The employee-owned company, whose shops include the John Lewis department stores and Waitrose, said losses before tax and exceptional costs increased to £88m from £30m a year earlier.

John Lewis Partnership chair Jason Tarry, said there was “no doubt that consumer confidence is subdued” ahead of the Budget in November.

But the firm expects to return to profit in the second six months of its financial year, which includes the key Christmas season.

John Lewis Partnership said it spent £29m on a combination of the new Extended Producer Responsibility (EPR) policy – where waste packaging costs have shifted from local government to retailers and producers – as well as higher NICs.

It also incurred costs on a long-running programme to turn the business around.

The Bank of England has previously said that the EPR levy could add up to 0.5% to food prices if retailers pass the full cost onto customers.

The £29m cost in the six months to 26 July was roughly equally split between the packaging levy and employer National Insurance payments.

Last year, John Lewis was one of a number of British retailers that warned prices would rises and there would be “inevitable” job losses because of measures announced in last year’s Budget which included the change to NICs.

Commenting on the outlook for the economy and the upcoming Budget, Mr Tarry said: “There’s no doubt consumer confidence is subdued.

“We’ll focus on what we can control.”

He is predicting that the company expects to return to the black “in the run up to Christmas”.

“Our customer-led plan is working,” he said, adding that the company expects strong sales for Christmas gifts such as wearable tech and Jellycat soft toys.

“It’s going to be a huge Jellycat Christmas,” he said.

Waitrose sales rose by 6% to £4.1bn, and Mr Tarry said he expected customers would want to treat themselves over the festive period.

Total revenue across the partnership increased by 4% to £6.2bn.

Mr Tarry said that John Lewis was committed to paying its staff bonus “as soon as we possibly can” but it was “far too early in the year” to say when that would happen.

Staff at John Lewis have not received a bonus in three years.

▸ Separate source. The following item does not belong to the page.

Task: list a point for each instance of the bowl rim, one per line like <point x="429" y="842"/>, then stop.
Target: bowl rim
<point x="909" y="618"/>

John Lewis has made efforts in the past few years to win back customers after the pandemic and increased competition from other retailers.

It brought back its Never Knowingly Undersold price promise last year, two years after abandoning it.

Commenting on the company’s results, Zoe Mills, lead analyst at GlobalData, said this allowed the company to secure a “competitive edge”.

She added that John Lewis could continue to attract customers by offering staff with good knowledge of their products who can offer trustworthy advice and recommendations in areas like electronics and make-up.